We’ll get a more encompassing and precise personal assistance and a larger ecosystem of integrated AI products that we’ll be able to interact with. We’ll get better, more intuitive games of both leisure and educational variety, as well as a greater integration of websites and applications for easier use. This is only an imminent, small part of what AI will be able to do – the possibilities are practically endless.
Conclusion
There is no denying that Open AI is a noble cause at heart. As a nonprofit, the company has vowed to share its knowledge and join forces with others to promote the open-source nature of artificial intelligence and push it as far as possible. There is a rationale for concern, though. If you can build AI to do good things, that it stands to reason it can also do bad things. Founders of Open AI are not alone in voicing these concerns. However, they are ones of only few who are actively countering them by domesticating AI. Musk, Altman, and others firmly believe the right way to ensure obedience and usefulness of artificial intelligence is to increase access to it, rather than limiting or restricting it. That is why the idea itself has attracted so many bright minds willing to take part in it.
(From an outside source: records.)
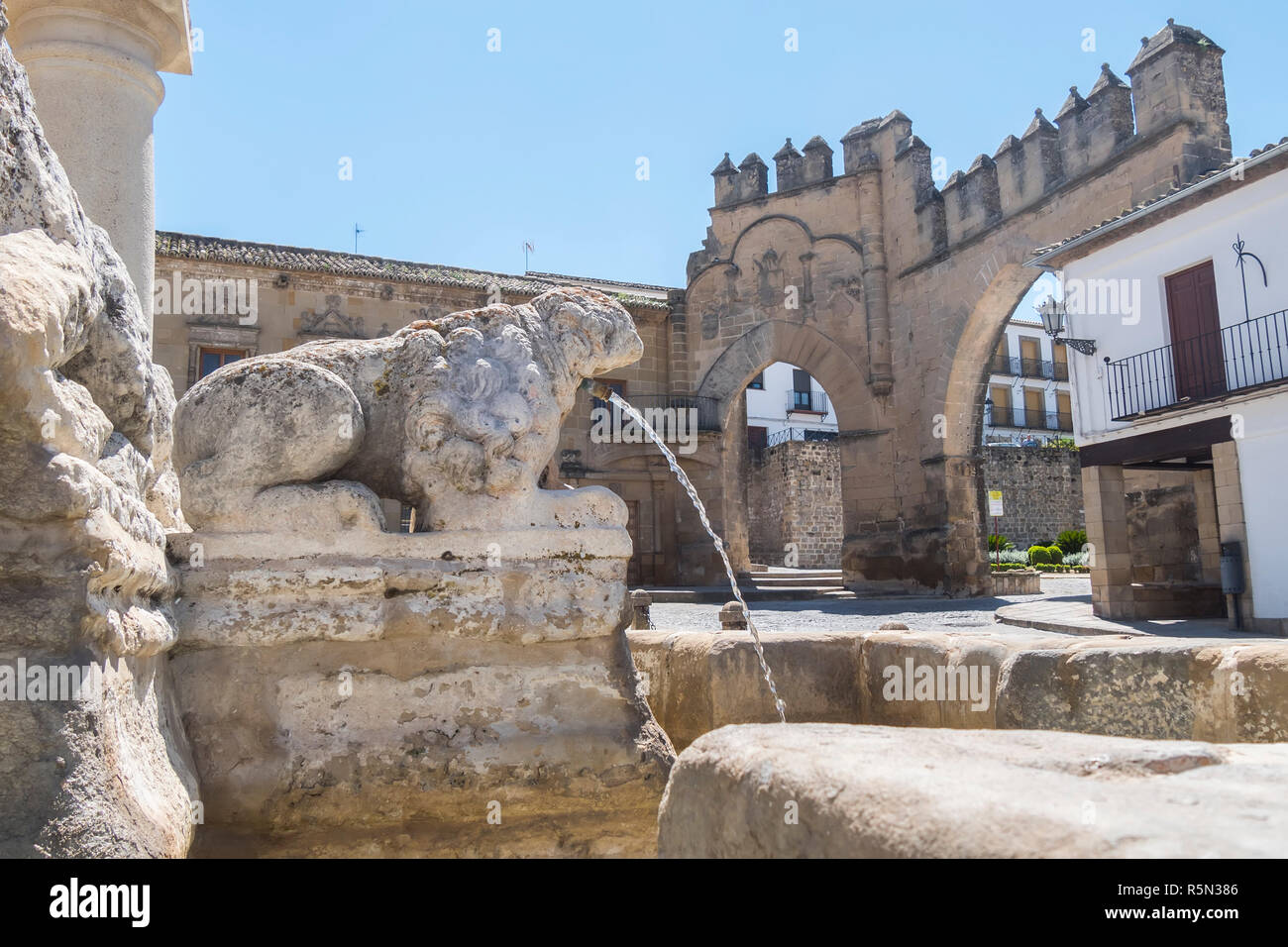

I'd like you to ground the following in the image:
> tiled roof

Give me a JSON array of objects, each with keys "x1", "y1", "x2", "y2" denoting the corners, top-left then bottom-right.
[
  {"x1": 1033, "y1": 136, "x2": 1288, "y2": 257},
  {"x1": 524, "y1": 269, "x2": 679, "y2": 295},
  {"x1": 156, "y1": 231, "x2": 666, "y2": 309}
]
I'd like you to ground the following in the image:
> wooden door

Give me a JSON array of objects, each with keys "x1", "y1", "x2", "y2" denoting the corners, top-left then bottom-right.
[
  {"x1": 1055, "y1": 391, "x2": 1073, "y2": 430},
  {"x1": 989, "y1": 385, "x2": 1015, "y2": 428},
  {"x1": 626, "y1": 500, "x2": 644, "y2": 587},
  {"x1": 1024, "y1": 388, "x2": 1046, "y2": 428},
  {"x1": 1166, "y1": 261, "x2": 1225, "y2": 401},
  {"x1": 1020, "y1": 339, "x2": 1042, "y2": 377}
]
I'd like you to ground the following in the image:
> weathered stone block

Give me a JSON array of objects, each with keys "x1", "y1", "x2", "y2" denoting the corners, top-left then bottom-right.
[{"x1": 658, "y1": 724, "x2": 1288, "y2": 858}]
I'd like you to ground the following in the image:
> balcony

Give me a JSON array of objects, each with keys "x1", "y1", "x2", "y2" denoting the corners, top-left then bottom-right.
[
  {"x1": 1044, "y1": 411, "x2": 1073, "y2": 433},
  {"x1": 986, "y1": 404, "x2": 1073, "y2": 432},
  {"x1": 1105, "y1": 309, "x2": 1288, "y2": 421},
  {"x1": 787, "y1": 389, "x2": 828, "y2": 420},
  {"x1": 591, "y1": 394, "x2": 721, "y2": 430},
  {"x1": 988, "y1": 355, "x2": 1069, "y2": 381}
]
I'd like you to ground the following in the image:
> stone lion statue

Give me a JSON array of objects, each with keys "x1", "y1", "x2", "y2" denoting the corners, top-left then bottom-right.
[{"x1": 174, "y1": 288, "x2": 644, "y2": 531}]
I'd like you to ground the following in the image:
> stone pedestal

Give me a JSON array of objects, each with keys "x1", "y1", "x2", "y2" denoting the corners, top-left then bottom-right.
[
  {"x1": 5, "y1": 0, "x2": 192, "y2": 334},
  {"x1": 170, "y1": 528, "x2": 674, "y2": 856}
]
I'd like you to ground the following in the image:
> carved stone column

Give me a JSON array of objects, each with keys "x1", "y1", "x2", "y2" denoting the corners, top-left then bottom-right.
[
  {"x1": 5, "y1": 0, "x2": 192, "y2": 339},
  {"x1": 858, "y1": 154, "x2": 894, "y2": 394}
]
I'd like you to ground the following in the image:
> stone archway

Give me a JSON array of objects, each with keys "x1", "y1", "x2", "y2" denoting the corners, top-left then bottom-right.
[
  {"x1": 669, "y1": 23, "x2": 1231, "y2": 595},
  {"x1": 687, "y1": 320, "x2": 872, "y2": 581},
  {"x1": 943, "y1": 263, "x2": 1042, "y2": 588}
]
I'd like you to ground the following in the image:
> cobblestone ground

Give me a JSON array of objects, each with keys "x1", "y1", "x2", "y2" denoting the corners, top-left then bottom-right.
[{"x1": 652, "y1": 576, "x2": 1091, "y2": 634}]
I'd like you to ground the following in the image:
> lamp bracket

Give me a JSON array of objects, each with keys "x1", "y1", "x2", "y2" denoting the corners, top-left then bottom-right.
[{"x1": 1051, "y1": 338, "x2": 1096, "y2": 356}]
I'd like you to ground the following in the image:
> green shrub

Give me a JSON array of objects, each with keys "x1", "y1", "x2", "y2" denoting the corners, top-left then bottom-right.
[{"x1": 1055, "y1": 530, "x2": 1087, "y2": 556}]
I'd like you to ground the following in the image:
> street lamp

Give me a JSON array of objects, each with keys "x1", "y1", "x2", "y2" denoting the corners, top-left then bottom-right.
[{"x1": 1033, "y1": 296, "x2": 1096, "y2": 356}]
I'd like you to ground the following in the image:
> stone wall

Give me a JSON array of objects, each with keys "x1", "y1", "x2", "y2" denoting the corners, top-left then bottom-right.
[
  {"x1": 980, "y1": 447, "x2": 1085, "y2": 549},
  {"x1": 747, "y1": 441, "x2": 845, "y2": 569}
]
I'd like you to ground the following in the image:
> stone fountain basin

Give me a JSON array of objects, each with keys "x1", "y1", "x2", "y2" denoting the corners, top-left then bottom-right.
[
  {"x1": 168, "y1": 528, "x2": 673, "y2": 856},
  {"x1": 628, "y1": 626, "x2": 1288, "y2": 750},
  {"x1": 658, "y1": 724, "x2": 1288, "y2": 858}
]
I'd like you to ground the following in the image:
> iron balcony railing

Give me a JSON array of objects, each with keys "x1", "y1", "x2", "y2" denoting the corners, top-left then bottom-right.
[
  {"x1": 988, "y1": 404, "x2": 1073, "y2": 430},
  {"x1": 988, "y1": 355, "x2": 1069, "y2": 381},
  {"x1": 765, "y1": 428, "x2": 836, "y2": 447},
  {"x1": 591, "y1": 394, "x2": 721, "y2": 430},
  {"x1": 988, "y1": 355, "x2": 1020, "y2": 374},
  {"x1": 1105, "y1": 309, "x2": 1288, "y2": 421},
  {"x1": 787, "y1": 389, "x2": 828, "y2": 417},
  {"x1": 1046, "y1": 411, "x2": 1073, "y2": 430}
]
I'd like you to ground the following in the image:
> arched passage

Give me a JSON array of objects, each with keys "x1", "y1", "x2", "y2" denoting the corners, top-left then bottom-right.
[
  {"x1": 680, "y1": 320, "x2": 872, "y2": 583},
  {"x1": 943, "y1": 263, "x2": 1042, "y2": 594}
]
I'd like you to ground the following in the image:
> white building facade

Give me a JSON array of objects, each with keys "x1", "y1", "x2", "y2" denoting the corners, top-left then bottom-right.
[
  {"x1": 747, "y1": 362, "x2": 837, "y2": 449},
  {"x1": 1030, "y1": 139, "x2": 1288, "y2": 634},
  {"x1": 982, "y1": 290, "x2": 1073, "y2": 447}
]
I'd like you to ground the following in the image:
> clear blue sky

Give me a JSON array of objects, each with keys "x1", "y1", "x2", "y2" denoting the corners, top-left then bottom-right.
[{"x1": 156, "y1": 0, "x2": 1288, "y2": 284}]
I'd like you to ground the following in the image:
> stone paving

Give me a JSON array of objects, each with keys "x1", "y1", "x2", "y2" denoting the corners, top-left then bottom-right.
[
  {"x1": 997, "y1": 596, "x2": 1282, "y2": 642},
  {"x1": 652, "y1": 576, "x2": 1091, "y2": 634}
]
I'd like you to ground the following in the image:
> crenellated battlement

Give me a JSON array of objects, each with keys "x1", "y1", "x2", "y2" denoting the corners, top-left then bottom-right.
[{"x1": 712, "y1": 20, "x2": 1231, "y2": 259}]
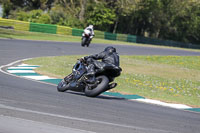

For better or for worse, Open AI’s dream at the moment is that Universe can drive the development of machines with general intelligence, adaptable and flexible enough to complete other tasks alike. Artificial general intelligence or generalization presents one of the biggest obstacles to machine reaching or surpassing human-level intelligence. OpenAI wants to create the technology that will build a machine that can perform in a way identical to humans. The world could certainly benefit from creations that can break down real, quantifiable data and help with any situation necessary. Nevertheless, the recent boom of AI-powered smart machines has come up short in those terms. It’s a problem that only machine intelligence can successfully tackle and resolve. There’s still some time before that happens, but it is slowly getting there.